Gourcuff découvre, après Vahid, la presse de la rumeur "made in Algeria"

Facebook/elkhedra

Les relations entre l'ancien coach de l'équipe nationale Vahid Halilhodžić et les journalistes sportifs algériens étaient franchement détestables. Son successeur, Christian Gourcuff, malgré un vœu d'ouverture en direction de la presse fait à son arrivée en Algérie, découvre à son tour les pratiques journalistiques très spécifiques qui créent des tensions à partir de rien.

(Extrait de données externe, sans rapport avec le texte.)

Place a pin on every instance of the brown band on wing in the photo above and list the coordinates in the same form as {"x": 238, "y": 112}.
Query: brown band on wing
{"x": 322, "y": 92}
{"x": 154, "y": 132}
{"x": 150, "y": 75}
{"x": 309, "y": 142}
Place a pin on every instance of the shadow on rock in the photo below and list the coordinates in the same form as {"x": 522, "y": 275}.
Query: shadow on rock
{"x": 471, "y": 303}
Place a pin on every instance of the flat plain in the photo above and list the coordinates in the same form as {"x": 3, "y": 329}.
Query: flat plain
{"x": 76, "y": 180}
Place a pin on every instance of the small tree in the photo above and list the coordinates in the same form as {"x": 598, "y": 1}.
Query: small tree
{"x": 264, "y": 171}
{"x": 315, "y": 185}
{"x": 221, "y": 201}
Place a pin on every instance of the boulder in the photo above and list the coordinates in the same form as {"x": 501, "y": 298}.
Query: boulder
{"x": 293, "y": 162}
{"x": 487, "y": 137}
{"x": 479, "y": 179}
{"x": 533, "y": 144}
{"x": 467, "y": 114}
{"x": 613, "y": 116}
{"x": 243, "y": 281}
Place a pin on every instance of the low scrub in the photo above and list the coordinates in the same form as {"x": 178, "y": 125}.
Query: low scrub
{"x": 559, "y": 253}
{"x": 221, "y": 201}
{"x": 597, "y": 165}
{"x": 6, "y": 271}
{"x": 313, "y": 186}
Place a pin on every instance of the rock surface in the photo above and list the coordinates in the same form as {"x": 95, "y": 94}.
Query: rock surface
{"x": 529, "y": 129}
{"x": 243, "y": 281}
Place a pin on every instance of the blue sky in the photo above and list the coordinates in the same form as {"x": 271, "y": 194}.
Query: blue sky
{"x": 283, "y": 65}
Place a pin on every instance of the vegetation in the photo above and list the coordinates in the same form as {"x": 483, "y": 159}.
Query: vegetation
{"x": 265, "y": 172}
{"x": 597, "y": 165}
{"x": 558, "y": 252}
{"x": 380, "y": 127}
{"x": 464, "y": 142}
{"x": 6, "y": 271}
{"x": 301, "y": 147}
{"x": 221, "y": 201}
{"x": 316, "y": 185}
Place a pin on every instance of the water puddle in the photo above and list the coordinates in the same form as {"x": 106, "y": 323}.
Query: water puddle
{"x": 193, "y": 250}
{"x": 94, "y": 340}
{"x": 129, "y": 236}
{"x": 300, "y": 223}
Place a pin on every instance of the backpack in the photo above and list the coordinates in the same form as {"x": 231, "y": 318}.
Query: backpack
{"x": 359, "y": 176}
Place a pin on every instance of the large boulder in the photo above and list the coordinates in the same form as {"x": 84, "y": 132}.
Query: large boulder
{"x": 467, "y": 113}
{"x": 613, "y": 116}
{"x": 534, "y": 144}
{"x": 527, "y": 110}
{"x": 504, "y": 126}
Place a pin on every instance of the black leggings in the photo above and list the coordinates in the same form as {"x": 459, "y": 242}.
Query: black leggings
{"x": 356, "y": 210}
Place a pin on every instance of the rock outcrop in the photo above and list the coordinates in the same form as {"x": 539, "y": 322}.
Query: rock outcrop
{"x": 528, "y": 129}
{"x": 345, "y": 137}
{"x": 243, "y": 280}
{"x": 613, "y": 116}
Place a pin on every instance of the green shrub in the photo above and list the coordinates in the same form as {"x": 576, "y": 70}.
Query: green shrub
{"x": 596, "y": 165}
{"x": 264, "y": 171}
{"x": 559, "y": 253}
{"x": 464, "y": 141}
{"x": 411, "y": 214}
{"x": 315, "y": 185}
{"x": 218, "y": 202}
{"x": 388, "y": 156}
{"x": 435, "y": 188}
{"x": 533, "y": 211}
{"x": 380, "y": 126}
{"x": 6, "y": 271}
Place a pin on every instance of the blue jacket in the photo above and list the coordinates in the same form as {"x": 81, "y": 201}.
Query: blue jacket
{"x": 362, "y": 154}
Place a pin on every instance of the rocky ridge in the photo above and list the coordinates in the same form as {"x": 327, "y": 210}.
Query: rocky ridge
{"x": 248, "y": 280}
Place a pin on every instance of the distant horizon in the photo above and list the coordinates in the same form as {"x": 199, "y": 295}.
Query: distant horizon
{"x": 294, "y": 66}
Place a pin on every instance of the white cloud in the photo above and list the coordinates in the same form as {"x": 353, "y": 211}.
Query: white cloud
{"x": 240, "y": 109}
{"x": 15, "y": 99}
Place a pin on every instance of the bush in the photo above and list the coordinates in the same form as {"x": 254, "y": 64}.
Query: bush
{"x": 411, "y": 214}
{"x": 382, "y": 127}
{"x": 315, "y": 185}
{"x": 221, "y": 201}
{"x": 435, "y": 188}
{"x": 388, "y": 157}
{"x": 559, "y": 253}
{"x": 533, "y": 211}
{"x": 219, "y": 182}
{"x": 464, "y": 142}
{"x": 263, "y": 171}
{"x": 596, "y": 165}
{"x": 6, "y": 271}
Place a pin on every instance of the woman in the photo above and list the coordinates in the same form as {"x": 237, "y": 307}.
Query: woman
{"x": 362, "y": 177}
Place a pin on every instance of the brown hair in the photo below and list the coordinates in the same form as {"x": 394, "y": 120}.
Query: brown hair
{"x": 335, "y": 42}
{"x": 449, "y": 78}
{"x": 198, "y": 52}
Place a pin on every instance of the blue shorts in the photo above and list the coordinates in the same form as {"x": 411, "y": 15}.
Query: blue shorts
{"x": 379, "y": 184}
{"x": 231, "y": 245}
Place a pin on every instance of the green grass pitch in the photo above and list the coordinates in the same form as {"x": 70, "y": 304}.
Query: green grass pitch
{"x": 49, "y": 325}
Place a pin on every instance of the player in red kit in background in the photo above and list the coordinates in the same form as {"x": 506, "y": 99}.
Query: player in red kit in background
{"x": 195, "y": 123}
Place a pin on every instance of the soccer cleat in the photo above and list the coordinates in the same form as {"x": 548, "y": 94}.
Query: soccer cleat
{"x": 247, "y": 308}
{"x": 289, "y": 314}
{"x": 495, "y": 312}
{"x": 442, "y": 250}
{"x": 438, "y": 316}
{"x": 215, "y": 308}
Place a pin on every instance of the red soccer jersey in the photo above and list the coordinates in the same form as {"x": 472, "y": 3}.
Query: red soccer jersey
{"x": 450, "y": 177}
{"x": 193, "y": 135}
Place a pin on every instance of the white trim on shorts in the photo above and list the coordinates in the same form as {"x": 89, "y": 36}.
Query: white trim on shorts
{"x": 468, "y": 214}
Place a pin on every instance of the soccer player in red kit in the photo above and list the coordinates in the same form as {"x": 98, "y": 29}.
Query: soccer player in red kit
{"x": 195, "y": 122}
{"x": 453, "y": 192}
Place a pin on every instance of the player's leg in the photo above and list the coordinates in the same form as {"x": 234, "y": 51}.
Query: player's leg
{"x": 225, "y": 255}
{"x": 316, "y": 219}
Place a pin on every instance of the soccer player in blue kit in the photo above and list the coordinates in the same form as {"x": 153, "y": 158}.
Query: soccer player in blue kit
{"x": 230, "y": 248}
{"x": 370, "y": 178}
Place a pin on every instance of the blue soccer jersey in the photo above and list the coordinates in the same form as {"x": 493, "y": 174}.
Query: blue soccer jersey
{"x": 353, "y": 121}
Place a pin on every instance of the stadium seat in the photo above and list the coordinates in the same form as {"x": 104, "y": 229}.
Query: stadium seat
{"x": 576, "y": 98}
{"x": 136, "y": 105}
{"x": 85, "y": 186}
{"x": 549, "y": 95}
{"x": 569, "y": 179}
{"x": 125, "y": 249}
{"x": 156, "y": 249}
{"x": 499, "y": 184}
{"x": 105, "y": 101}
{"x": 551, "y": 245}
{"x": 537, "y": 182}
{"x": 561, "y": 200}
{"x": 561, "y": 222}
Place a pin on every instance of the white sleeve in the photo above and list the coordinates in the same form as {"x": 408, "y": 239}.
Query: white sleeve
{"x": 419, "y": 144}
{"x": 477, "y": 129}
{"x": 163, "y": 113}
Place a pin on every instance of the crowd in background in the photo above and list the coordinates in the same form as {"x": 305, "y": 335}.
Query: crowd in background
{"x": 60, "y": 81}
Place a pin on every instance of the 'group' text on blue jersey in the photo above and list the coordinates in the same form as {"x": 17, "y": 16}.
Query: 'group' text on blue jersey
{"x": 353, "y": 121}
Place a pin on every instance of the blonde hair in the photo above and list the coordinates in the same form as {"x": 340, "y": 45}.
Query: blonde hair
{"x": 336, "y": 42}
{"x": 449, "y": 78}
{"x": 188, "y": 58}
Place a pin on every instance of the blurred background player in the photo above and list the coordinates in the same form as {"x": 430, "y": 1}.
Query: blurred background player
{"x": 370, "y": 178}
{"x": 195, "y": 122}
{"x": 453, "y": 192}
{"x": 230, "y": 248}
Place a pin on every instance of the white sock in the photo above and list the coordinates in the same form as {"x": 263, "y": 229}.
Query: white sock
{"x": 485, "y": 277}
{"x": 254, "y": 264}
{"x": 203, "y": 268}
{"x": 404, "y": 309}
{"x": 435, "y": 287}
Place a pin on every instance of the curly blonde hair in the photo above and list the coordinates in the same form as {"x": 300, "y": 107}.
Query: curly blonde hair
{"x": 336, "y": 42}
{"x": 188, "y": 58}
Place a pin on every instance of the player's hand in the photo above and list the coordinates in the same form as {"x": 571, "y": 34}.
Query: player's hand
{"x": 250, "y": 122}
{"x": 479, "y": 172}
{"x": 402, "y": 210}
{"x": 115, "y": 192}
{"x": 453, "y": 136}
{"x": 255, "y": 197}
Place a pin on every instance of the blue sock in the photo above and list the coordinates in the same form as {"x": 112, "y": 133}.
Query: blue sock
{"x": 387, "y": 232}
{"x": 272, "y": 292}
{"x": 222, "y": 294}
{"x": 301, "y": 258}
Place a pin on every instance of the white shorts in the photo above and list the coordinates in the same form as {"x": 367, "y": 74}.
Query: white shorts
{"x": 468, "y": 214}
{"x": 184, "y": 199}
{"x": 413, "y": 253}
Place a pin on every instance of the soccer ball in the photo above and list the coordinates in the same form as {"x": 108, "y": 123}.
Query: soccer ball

L’entraîneur des Verts s'est indigné dans des déclarations devant les envoyés spéciaux de la presse algérienne et internationale en Guinée Equatoriale, à l'occasion de la CAN, de la fabrication fictive d'un conflit au sein du groupe et de problèmes de discipline. En peu de mots, Christian Gourcuff donne un véritable cours de déontologie à des journalistes dont certains sont allés, dans un passé récent, jusqu'à produire des interviews fictives.

''Dans la situation actuelle, il y a des critiques et je suis prêt à les accepter, même si je ne suis pas d’accord sur tout" note l’entraîneur de l'équipe nationale algérienne. En revanche, a-t-il ajouté, "il y a eu des rumeurs sur la discipline dans le groupe et sur la solidarité et il est inadmissible de colporter de telles rumeurs sur des problèmes entre les joueurs qui sont fausses et très négatives (...)".

L’irritation du coach a été d’autant plus vive qu’il s’est précipité – sitôt nommé – à déverrouiller l’accès médiatique aux Fennecs. "On ouvre au maximum les entraînements pour que vous puissiez témoigner aux Algériens que le groupe vit bien", a-t-il protesté en s’adressant aux envoyés spéciaux des médias algériens.

"Rien ne change", s'exclame, choqué, un ancien journaliste sportif qui estime que le journalisme sportif concentre en "mode amplifié" les tares de la presse notamment dans le B.A.B.A du métier qu'est la "vérification de l'information".

Pour lui, cette tendance d'une partie de la presse sportive à se laisser submerger et à entretenir la rumeur est liée également à une lourde défaillance des institutions dont la Fédération algérienne de football (FAF).

"Les modes élémentaires de la communication comme l'organisation de point de presse, des conférences et des briefings ne sont pas assurées et cela ne fait qu'accentuer cette tendance à courir derrière la rumeur voire à en fabriquer", relève-t-il.